We used data from a cross sectional study focusing on spread of STI via sexual networks 15 Between July 2008 and August 2009 MSM were recruited from the STI outpatient clinic of the Public Health Service of Amsterdam, the Netherlands. Men were eligible for participation if they reported sexual contact with men during the six months preceding the STI consultation, they were at least 18years old, and could comprehend written Dutch or English. Individuals could participate more than once, if subsequent visits to the clinic were related to a potential new STI episode. Participants were regularly screened for STI/HIV according to the standard procedures of the STI outpatient clinic 15 , 17 The study was accepted by the medical ethics committee of the Academic Medical Center of Amsterdam (MEC 07/181), and written informed consent was obtained from each participant. Contained in this analysis were guys who reported sexual contact with at least one casual partner dated online as well one casual partner dated offline. Sluts Near Me St Kilda Queensland.

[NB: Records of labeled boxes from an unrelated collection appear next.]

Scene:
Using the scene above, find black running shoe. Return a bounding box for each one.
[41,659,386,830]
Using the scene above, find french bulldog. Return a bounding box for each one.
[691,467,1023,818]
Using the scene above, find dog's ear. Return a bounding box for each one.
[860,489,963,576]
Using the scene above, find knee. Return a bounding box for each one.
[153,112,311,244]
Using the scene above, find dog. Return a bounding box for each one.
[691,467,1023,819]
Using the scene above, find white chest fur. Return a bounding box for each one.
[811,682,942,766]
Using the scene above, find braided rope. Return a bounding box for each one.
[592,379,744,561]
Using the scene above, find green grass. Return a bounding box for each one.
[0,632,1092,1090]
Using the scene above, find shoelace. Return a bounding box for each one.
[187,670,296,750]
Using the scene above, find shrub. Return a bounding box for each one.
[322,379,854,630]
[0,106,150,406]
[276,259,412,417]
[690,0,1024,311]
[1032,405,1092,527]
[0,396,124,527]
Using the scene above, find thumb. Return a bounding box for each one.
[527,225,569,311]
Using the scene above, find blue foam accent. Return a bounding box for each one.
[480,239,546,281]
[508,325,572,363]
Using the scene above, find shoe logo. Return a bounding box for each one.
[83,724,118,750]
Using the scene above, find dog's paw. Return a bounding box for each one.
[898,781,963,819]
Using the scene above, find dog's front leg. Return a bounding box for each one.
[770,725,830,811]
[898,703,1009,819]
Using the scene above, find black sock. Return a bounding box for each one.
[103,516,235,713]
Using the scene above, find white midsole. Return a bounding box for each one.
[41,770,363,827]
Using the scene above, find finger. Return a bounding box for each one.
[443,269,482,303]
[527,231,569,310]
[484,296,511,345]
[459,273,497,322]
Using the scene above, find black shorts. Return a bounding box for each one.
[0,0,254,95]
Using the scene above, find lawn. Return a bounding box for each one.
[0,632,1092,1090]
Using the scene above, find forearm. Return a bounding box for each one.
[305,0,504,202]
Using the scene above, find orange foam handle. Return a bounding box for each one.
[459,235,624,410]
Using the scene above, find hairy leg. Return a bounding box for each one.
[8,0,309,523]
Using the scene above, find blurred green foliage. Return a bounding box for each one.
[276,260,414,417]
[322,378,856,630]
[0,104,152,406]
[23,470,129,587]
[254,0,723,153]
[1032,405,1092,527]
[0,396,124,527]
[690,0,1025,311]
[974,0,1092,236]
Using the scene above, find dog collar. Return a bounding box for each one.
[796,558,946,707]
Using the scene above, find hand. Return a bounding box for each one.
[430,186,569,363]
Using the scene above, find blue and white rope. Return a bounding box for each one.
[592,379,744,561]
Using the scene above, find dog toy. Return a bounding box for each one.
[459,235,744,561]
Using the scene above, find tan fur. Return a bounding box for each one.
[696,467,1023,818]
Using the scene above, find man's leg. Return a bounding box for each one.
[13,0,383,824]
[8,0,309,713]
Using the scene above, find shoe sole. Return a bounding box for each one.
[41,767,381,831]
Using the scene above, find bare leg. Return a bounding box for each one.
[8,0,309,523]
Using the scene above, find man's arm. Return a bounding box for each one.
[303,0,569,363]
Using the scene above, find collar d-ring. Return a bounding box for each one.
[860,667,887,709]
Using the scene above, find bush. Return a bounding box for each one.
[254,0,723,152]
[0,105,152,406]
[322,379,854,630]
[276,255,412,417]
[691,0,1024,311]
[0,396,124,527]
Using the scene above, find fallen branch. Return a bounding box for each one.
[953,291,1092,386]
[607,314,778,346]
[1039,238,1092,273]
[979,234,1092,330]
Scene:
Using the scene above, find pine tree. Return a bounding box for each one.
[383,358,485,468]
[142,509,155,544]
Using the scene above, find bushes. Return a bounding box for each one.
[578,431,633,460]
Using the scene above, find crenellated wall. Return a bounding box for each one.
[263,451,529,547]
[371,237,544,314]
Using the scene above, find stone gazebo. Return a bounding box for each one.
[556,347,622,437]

With increased familiarity in sexual partnerships, for example by concordant ethnicity, age, lifestyle, HIV status, and increasing sex frequency, the likelihood for UAI increase as well 14 - 16 We compared the incidence of UAI in online acquired casual partnerships to that in offline got casual partnerships among MSM who reported both online and offline casual partners in the preceding six months. Sluts closest to Queensland. We hypothesised that MSM who date sex partners both online and offline, report more UAI with the casual partners they date online, and that this effect is partly explained through better knowledge of partner features, including HIV status.